Questi e molti altri esempi sono stati recentemente raccolti in una guida alla giustizia climatica,”People’s Guide” (https://storage.googleapis.com/planet4-international-stateless/2018/12/9e855f60-peoples-guide_fnl.pdf) presentata da Greenpeace proprio qui alla COP24, dove molti altri giovani cercano informazioni per avvicinarsi a questo tipo di attivismo per proteggere il loro paese dalle scelte sbagliate della politica. Il contenzioso climatico, nonostante possa essere giudicato uno strumento troppo lento e dispendioso, viene considerato di grande impatto per diffondere conoscenza su un tema troppo spesso ignorato. Avvocati, organizzazioni, personaggi famosi sono soggetti che in molti casi contribuiscono a mantenere vivo l’interesse per queste cause e a raccogliere i fondi necessari alla “battaglia”. Le varie attiviste presenti all’evento erano concordi nel dire come non sia tanto importante la vittoria ottenuta nella corte giuridica, quanto quella nella corte dell’opinione pubblica, che a sua volta potrà fare richieste al proprio governo.
Questo tipo di cause è solo una piccola parte del movimento globale che si sta diffondendo nell’ultimo decennio.
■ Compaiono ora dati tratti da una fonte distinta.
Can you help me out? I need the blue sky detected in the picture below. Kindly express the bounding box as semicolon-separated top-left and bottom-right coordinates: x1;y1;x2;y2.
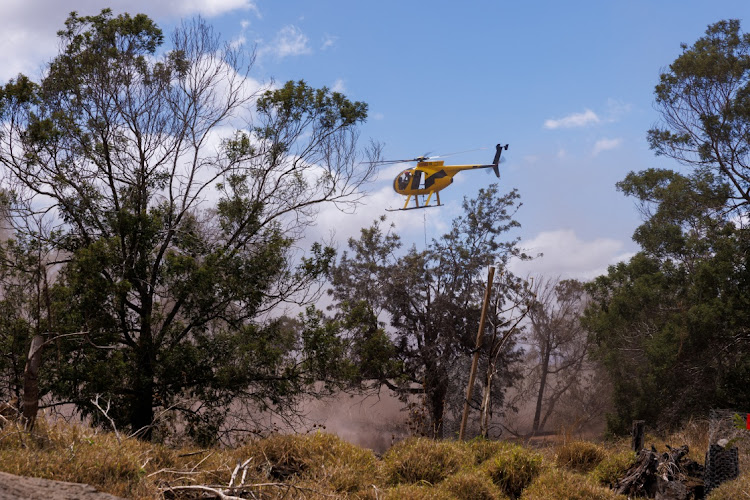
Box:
0;0;750;278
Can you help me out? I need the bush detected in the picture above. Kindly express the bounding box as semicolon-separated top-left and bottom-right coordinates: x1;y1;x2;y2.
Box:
438;469;507;500
241;432;377;493
590;451;637;487
521;468;625;500
555;441;605;473
381;484;456;500
485;445;542;498
383;438;473;484
706;473;750;500
466;437;513;465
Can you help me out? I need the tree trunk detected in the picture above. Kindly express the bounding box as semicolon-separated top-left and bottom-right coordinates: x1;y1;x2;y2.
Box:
23;335;44;430
479;361;495;439
130;300;156;441
531;345;550;434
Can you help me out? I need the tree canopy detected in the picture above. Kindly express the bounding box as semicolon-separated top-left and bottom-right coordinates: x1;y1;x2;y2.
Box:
0;10;377;437
331;184;526;437
587;20;750;432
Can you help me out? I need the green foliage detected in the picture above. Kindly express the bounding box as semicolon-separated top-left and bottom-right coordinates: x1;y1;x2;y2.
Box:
0;9;376;443
331;184;525;436
586;20;750;433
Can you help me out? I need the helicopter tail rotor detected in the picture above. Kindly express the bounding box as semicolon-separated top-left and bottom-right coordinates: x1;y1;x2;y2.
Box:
492;144;508;178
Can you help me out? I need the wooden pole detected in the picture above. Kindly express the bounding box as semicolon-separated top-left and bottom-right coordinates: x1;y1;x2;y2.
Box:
630;420;646;453
458;266;495;440
23;335;44;430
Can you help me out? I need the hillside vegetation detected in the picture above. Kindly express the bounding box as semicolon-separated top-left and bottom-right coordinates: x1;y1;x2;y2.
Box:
0;421;750;500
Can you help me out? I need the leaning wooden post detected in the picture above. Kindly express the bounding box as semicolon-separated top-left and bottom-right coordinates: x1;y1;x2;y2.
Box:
631;420;646;453
458;266;495;440
23;335;44;430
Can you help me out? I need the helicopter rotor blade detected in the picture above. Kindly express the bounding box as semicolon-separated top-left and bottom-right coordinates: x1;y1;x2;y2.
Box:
430;148;488;159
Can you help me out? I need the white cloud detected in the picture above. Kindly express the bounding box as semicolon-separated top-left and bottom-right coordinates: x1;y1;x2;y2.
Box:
591;137;622;156
0;0;260;82
544;109;600;130
175;0;260;17
320;35;339;50
331;78;346;93
511;229;633;280
258;24;312;59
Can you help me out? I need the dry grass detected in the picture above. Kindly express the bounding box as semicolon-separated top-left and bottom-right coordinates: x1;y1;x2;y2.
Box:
0;419;750;500
589;450;637;486
483;445;542;498
707;469;750;500
437;469;508;500
382;438;474;484
521;468;627;500
555;441;606;473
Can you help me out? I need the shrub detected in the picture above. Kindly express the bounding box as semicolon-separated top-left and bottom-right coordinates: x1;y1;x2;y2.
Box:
521;468;625;500
466;437;513;465
706;473;750;500
438;469;507;500
555;441;605;473
485;445;542;498
383;438;473;484
384;484;456;500
235;432;377;493
590;451;637;486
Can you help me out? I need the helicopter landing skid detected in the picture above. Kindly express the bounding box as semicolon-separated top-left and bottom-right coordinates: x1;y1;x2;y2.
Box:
385;205;443;212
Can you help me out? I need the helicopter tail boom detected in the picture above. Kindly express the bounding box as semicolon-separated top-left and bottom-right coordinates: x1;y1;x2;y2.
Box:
492;144;508;179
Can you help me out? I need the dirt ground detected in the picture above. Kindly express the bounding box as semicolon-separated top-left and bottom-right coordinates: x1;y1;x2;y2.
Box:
0;472;124;500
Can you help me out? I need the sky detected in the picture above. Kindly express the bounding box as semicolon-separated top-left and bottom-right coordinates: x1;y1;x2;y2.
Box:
0;0;750;279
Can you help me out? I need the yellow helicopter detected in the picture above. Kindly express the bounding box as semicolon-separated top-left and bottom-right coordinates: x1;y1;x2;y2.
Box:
383;144;508;210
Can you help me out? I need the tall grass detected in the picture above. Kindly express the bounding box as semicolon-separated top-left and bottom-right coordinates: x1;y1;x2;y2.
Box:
0;419;750;500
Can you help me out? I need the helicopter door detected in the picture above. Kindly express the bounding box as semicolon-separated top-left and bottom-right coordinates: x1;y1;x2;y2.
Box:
396;170;411;191
411;170;422;189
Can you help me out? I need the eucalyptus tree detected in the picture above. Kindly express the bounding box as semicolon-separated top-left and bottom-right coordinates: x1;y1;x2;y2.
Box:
0;10;377;437
331;184;524;437
586;20;750;432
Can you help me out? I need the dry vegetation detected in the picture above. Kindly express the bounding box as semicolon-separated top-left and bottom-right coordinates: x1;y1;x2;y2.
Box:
0;421;750;500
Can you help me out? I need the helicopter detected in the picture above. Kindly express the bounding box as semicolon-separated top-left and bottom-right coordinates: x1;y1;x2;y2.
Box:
383;144;508;211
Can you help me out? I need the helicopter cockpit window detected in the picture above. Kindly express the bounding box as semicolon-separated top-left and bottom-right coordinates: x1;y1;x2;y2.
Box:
398;170;411;189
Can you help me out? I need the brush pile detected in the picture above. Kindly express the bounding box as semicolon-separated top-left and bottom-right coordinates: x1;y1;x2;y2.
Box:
615;445;704;500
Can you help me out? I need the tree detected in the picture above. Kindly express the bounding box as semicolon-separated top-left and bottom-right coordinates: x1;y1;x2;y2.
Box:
586;171;750;433
526;279;589;433
586;20;750;432
0;10;377;437
331;185;522;437
648;19;750;210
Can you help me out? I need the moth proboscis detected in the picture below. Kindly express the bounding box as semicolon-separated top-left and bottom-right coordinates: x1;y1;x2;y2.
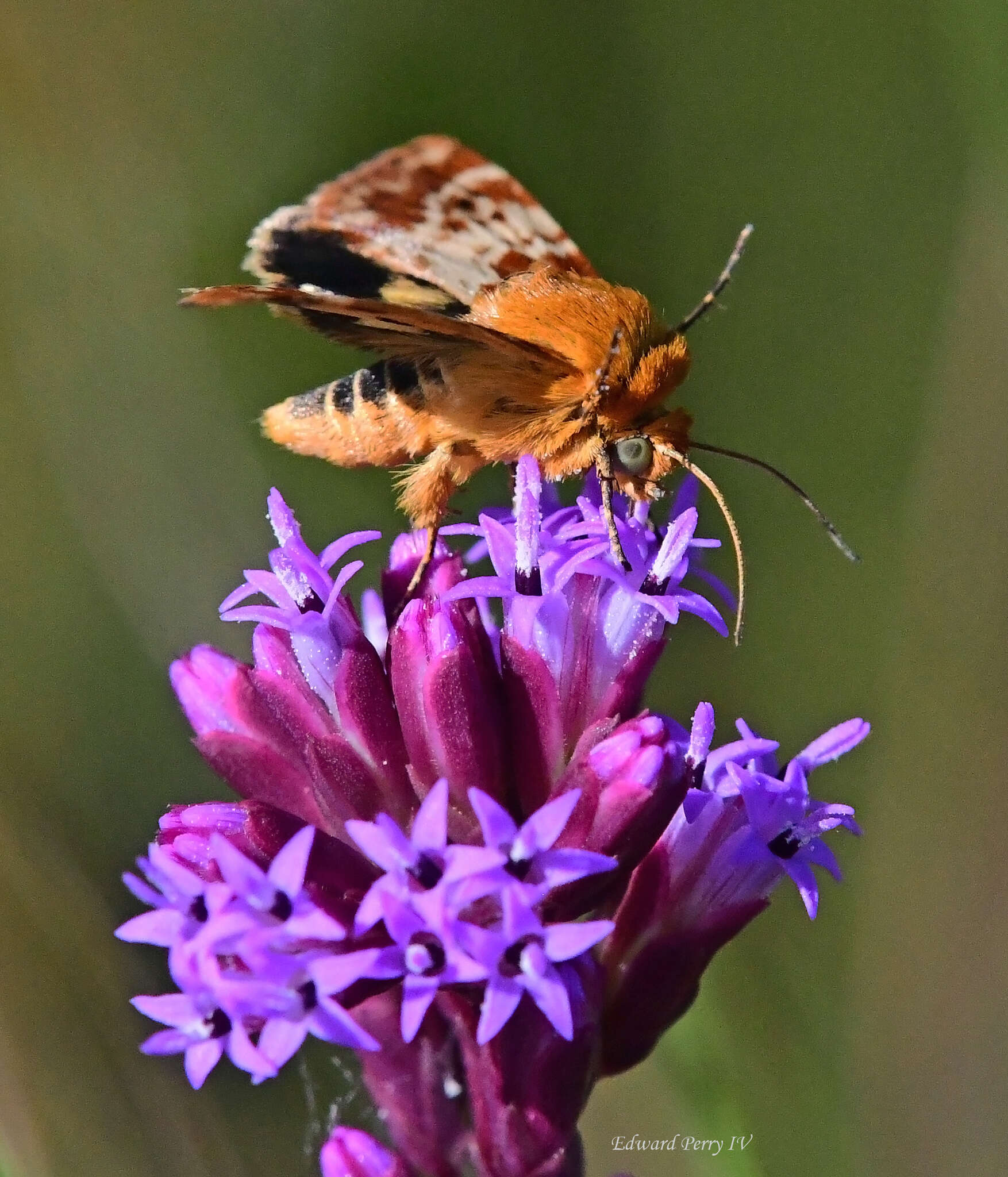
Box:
183;136;856;643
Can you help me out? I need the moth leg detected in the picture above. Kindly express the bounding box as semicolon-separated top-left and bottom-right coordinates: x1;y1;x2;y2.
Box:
394;445;484;618
393;524;438;620
504;461;518;499
595;446;630;572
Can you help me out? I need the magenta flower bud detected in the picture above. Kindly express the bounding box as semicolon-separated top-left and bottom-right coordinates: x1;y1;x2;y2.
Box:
353;991;469;1177
390;598;507;839
438;955;603;1177
319;1125;410;1177
548;712;692;919
171;625;417;836
157;802;378;925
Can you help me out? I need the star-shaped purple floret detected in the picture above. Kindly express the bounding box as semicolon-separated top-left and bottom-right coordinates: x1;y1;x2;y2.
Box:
455;888;614;1047
210;825;346;948
132;994;277;1087
346;778;505;934
725;761;861;919
220;489;382;699
375;887;486;1043
116;843;225;948
469;788;617;903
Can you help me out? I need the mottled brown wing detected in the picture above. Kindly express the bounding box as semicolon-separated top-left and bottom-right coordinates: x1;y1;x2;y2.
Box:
180;284;571;376
245;136;595;316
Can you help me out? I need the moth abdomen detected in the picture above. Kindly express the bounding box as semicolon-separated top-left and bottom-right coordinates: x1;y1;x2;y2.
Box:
263;359;429;466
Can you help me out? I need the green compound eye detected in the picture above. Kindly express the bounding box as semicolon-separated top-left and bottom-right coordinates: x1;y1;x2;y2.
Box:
616;438;655;474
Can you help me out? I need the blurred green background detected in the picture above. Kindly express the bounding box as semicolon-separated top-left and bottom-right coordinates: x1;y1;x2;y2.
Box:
0;0;1008;1177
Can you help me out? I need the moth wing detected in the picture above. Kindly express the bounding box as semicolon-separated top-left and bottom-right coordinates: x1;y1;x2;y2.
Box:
245;136;595;316
180;285;570;376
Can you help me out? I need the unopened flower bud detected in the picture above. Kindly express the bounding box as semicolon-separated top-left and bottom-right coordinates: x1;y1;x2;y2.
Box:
390;598;507;838
319;1124;410;1177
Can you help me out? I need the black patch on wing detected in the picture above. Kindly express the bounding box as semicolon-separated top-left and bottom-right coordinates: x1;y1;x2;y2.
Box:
259;228;469;317
353;363;385;405
386;360;421;395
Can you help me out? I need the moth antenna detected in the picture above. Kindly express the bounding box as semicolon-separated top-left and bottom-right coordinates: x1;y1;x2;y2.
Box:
662;445;745;646
595;446;630;572
672;225;752;336
690;441;861;564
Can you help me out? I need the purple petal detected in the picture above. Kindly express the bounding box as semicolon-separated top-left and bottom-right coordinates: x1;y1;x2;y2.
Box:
781;856;818;919
543;919;616;961
309;949;382;996
399;977;438;1043
476;974;522;1047
258;1018;307;1070
116;907;186;949
185;1038;224;1091
801;839;843;883
346;813;417;871
210;833;273;907
266;825;316;898
524;969;574;1041
311;998;382;1050
511;788;580;861
687;703;714;764
469;788;518;849
318;531;382;571
129;994;201;1026
795;719;871;770
411;777;448;851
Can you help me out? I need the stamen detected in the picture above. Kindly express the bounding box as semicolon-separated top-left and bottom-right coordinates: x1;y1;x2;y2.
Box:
514;455;543;597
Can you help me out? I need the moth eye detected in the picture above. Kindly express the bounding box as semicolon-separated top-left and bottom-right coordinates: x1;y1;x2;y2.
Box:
616;438;655;474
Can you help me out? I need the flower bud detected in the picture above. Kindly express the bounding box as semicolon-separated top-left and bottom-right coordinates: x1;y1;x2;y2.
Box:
171;626;415;836
390;598;507;839
158;802;378;925
319;1124;410;1177
438;955;602;1177
353;991;469;1177
548;711;691;919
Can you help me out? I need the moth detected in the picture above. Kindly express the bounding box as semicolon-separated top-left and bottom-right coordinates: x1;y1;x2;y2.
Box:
183;136;842;639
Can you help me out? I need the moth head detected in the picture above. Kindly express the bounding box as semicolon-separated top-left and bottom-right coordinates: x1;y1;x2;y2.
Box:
609;409;692;500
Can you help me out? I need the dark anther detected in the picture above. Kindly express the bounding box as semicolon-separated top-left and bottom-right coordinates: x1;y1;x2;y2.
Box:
298;588;325;613
406;855;444;891
298;980;318;1013
641;572;669;597
514;565;543;597
206;1010;231;1038
767;825;802;859
410;932;448;977
270;891;294;923
504;858;532;883
499;936;543;977
687;757;706;788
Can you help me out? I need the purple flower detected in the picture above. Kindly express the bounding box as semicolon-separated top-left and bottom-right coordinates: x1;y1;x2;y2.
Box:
726;760;861;919
346;779;506;934
125;826;379;1085
132;994;275;1088
469;788;616;903
118;468;868;1177
455;888;614;1047
445;458;726;809
382;890;486;1043
388;597;509;838
603;713;868;1074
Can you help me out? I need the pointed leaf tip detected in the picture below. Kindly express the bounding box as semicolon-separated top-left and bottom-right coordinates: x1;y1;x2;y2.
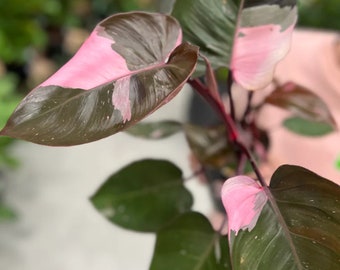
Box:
0;12;198;146
221;176;267;235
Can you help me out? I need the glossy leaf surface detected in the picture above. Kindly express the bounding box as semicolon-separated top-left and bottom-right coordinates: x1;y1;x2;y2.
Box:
172;0;297;90
150;212;231;270
283;117;334;137
91;159;193;232
126;120;183;140
223;165;340;270
265;82;336;126
0;12;198;146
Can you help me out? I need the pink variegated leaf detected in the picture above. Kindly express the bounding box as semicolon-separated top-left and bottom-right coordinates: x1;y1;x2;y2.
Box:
222;165;340;270
0;12;198;146
172;0;297;90
221;175;267;235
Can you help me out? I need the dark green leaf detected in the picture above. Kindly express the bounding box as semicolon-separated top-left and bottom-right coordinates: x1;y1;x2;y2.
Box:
230;165;340;270
126;121;182;140
91;159;193;232
150;212;231;270
283;117;334;137
265;82;336;130
0;12;198;146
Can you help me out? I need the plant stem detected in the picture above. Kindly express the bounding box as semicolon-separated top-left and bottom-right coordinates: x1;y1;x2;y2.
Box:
188;77;267;187
227;70;236;121
241;91;254;124
188;79;238;143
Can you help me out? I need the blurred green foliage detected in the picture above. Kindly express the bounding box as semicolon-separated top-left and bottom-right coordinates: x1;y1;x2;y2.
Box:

Sono presenti oggi varie tipologie di contenziosi legati ai cambiamenti climatici, ma con scopi diversi tra loro, come le cause legate all’adattamento, ossia alla necessità dell’intervento del governo quando i disastri naturali hanno già colpito le comunità o le cause verso i privati e le industrie.
Un metodo alternativo per cercare di cambiare in modo effettivo le risposte degli stati all’emergenza “clima” è la riforma legislativa. Durante il side event “Supportare l’implementazione dell’accordo di Parigi tramite il contenzioso e le riforme legislative”, Martial Breton di CliMates (https://www.weareclimates.org/) ha presentato una rivoluzionaria proposta. CliMates sta cercando di spingere verso una riforma della Costituzione francese come opportunità per apportare miglioramenti nei principi ecologici e proporre una vera e propria Costituzionale Ecologica. Il loro piano è quello di inserire i temi del clima e della biodiversità nel Preambolo della Costituzione e di sottolineare il principio della non regressione, per fare in modo che i politici non possano tornare indietro rispetto agli impegni presi.
Noi giovani siamo stati ispirati da queste storie di attivismo e, come Louise Fournier ha rimarcato, siamo convinti che le cause climatiche siano il futuro della nostra generazione. Infatti, saremo noi “gli ultimi che avranno ancora la possibilità di attivarsi per evitare gli impatti peggiori del cambiamento climatico”.